Celebrate SOPHIE’s legacy

Sophie Xeon, more commonly known as SOPHIE, passed in an accident on Jan. 30 trying to look at the full moon in Greece. A radical creator and a visionary artist, SOPHIE made an immeasurable impact on the world. A producer, singer-songwriter, DJ and more, SOPHIE paved the way for the hyperpop movement and LGBTQ+ rights and representation in the industry. As a queer female producer, she furthered empowerment across genres and enabled queer, female and BIPOC-based experimentalism to hit the forefront of the music scene.

Rewind to 2013, a time wherein mainstream pop and experimentalism a la the stylization of Grimes, Purity Ring and synth-characterized music powered by the voices of women were relentlessly clashing with the mainstream. Many believed that there was no space for both processed electronics and for the stripped vulnerability that was pop at the time. Enter SOPHIE: a trans woman with a voice and vulnerability powerful enough to meld both the mainstream and the experimentalism of the era together.

While some artists like Grimes would continue to blast transphobic rhetoric all the way until 2016, comments she has since apologized for, SOPHIE would develop a cult-following dedicated to her fundamentally magnetic sound, queer themes and futuristic aura.
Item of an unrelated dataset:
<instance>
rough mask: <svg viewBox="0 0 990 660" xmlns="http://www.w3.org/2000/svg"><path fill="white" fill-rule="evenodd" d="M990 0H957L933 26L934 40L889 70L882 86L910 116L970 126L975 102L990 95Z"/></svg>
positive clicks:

“Nothing More To Say” changed the scene permanently, creating the possibility for artists, especially for women and trans creators, to succeed within the field. Artists from 100 gecs to Rico Nasty and from Charli XCX to the entire microgenre of hyperpop have SOPHIE’s foundation to thank.

From that, SOPHIE’s following projects: singles such as “MSMSMSM,” “L.O.V.E.,” “IT’S OKAY TO CRY” and more, queer artist collaborations such as with drag DJ Jodie Harsh on Charli XCX’s fan favorite “Vroom Vroom” and SOPHIE’s profound solo album, “OIL OF EVERY PEARL’S UN-INSIDES” (all stylized as such), continued to make the same impact. Fans got to listen as SOPHIE’s sound developed and influenced, and as her music became more and more radical on her path to coming out.

SOPHIE’s music has always been, as many critics derisively put it at the time of its release, “uncommercial” and “abrasive,” but it is that rejection of systemic structures that trap queer and POC bodies and minds that made her music that much more radical, futuristic and visionary. An endlessly strong woman and a genre-creating talent, SOPHIE and her impact will never be forgotten.